I write almost daily now and it has become the place where I express my emotions, acknowledge toxic thoughts and limiting beliefs that are present, and safely work through experiences and feelings, until I’m ready to talk about them, if I need to. Sometimes I don’t need to.
It is often where I get to the root of why I am upset about something, whether I am feeling sad, confused, stressed, angry, anxious, or worried, dear diary is there. Sometimes a simple entry is all that I need to flow through and release the negativity that is whirling around in my head.
Writing out my feelings is my way of releasing all the emotions that I sometimes may not want to say out loud because I need more time to process how I feel to make sense of it all. When I reach out for support, when I need it, I often find myself saying, “let me share what I wrote in my journal.”

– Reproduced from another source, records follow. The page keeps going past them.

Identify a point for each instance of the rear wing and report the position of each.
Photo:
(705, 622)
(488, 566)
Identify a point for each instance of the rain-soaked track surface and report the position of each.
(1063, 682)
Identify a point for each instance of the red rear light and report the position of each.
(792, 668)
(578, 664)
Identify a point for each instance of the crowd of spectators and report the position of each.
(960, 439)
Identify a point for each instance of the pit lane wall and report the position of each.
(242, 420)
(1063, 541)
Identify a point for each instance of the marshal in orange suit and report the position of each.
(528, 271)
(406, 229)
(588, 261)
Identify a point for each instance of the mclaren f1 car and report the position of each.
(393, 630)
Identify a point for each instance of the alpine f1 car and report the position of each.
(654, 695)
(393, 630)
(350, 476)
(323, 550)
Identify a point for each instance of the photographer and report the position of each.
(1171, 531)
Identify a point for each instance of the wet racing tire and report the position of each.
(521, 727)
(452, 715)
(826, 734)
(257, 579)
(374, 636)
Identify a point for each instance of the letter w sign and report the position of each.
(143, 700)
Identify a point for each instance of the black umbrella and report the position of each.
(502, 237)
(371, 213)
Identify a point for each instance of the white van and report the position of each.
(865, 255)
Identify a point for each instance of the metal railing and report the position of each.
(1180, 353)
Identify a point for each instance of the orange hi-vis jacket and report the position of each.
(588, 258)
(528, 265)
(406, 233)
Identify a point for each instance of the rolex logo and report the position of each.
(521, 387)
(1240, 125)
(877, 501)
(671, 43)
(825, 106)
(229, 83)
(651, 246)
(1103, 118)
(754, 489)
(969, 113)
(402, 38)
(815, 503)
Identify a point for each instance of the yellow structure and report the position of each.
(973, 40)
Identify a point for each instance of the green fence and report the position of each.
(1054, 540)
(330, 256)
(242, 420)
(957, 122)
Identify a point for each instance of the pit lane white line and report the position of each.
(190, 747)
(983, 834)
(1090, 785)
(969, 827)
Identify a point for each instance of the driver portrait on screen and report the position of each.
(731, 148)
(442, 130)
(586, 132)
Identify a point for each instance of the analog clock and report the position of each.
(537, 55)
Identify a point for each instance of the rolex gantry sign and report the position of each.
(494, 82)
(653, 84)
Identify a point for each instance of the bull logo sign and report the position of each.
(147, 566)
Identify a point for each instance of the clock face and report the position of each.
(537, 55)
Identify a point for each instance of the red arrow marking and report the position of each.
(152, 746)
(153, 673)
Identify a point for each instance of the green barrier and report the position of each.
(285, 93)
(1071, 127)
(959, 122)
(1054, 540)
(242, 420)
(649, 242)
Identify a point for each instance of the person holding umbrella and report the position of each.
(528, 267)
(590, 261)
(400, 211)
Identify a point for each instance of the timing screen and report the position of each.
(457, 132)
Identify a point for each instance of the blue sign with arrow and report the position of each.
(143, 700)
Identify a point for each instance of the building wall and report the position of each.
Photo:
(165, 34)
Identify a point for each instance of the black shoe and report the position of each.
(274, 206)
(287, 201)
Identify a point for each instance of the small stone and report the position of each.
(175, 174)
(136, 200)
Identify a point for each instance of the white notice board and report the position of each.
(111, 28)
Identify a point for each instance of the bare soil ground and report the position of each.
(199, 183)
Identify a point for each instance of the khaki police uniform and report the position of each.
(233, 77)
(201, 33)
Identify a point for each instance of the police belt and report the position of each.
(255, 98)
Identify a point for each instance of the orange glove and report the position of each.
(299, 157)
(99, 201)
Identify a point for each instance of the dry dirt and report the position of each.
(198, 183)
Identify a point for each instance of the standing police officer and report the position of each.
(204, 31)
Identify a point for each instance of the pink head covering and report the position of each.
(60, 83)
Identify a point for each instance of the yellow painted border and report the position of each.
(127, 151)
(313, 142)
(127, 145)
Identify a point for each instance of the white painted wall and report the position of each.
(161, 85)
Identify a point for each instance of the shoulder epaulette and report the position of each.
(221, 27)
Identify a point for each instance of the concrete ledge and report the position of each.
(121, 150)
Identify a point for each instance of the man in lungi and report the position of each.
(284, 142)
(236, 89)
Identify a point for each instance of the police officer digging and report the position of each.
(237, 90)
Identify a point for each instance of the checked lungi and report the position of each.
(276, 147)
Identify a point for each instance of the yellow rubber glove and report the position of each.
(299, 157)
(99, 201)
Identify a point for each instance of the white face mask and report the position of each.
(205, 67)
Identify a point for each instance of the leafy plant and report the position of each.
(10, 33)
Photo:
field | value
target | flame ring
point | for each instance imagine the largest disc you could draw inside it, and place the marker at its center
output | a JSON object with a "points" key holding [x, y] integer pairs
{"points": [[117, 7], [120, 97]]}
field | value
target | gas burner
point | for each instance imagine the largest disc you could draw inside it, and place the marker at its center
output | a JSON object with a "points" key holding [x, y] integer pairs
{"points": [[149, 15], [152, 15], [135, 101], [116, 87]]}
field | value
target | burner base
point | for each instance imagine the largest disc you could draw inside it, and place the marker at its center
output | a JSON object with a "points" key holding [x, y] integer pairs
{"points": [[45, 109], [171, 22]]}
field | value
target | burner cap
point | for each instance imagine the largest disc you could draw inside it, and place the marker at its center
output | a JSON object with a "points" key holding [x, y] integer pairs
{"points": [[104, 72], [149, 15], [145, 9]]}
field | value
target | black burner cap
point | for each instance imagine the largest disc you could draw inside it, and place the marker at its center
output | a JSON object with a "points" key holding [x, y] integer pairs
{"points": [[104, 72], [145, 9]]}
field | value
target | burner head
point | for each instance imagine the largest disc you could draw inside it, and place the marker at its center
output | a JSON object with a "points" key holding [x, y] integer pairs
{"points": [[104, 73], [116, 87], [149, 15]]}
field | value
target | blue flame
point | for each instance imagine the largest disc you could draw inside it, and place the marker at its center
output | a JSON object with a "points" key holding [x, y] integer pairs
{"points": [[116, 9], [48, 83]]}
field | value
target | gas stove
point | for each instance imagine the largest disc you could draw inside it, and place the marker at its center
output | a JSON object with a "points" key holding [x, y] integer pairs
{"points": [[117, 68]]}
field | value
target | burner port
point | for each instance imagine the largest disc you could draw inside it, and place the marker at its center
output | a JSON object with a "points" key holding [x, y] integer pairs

Self-talk in our journals is a way of getting to know ourselves, and experiences we go through, at a deeper level. It is difficult to do that sometimes when we don’t quiet our minds long enough, or shut out the external noise so that we can fully know who we are, what we stand for, what our beliefs are, why we are feeling what we are feeling, etc.
Not only is your journal a place for releasing your negative emotions, it is also a beautiful place for sharing your desires, dreams, goals and intentions for the day – a place to connect to your inner guide. You can write a question that you have, take a few deep breaths and write the intuition that comes through.
Journaling, or self-talk, whatever you want to call it, can show you where you may need support, or help you to understand your thoughts, feelings and emotions.
So to begin, if you are going through an experience that is bringing up difficult emotions, like anger, or sadness or depression, reflect on it.
Begin by writing the emotion you are experiencing. For example: “I’m angry that…” and reflect on the entire experience that is making you angry. Write out everything you need to say, even the things you would never say out loud. Write until you can’t write anymore.
I always like to end this particular practice with a plan on how I am going to let these emotions flow through me, so I don’t take up permanent residence in them. I will take myself through some self-talk on what action I need to take.
What can I do?
What do I want to do?
Where do I need support?
Who can I talk to about this?
How can I react and respond in a way that doesn’t make the situation worse?
And my favourite question, that is not new here: What do I need emotionally and mentally that can support me through this?
Self-talk journaling is such a great way to weed and feed through thoughts in your mind and the emotions you’re experiencing, so that is why I share it and speak so highly of this simple yet very powerful tool. I include journal prompts in every single workshop, in most of these shares, all my blogs and sometimes even in the podcast. I just feel like it can make you feel safer and more expressive when you start with you and the page in front of you.
You have to put those emotions somewhere, otherwise, if you keep them inside and stuff them down, they will fester and grow and you become a pressure cooker. What I know about pressure cookers is that they always need to release. It can be a steaming, quick burning release where you and those around you get burnt, or, it can be a slow release where you feel and process your feelings in a healthy and supportive way.
This may not be the tool that you use regularly, or it may not resonate with you at all. Both are okay. If it is something you want to try, all that is required is a pen and paper and a quiet place for you to reflect. There is no right or wrong way to do this practice. Simply free-write, letting the words flow, filter free, allowing what is inside to speak freely, openly without judgement, and honestly.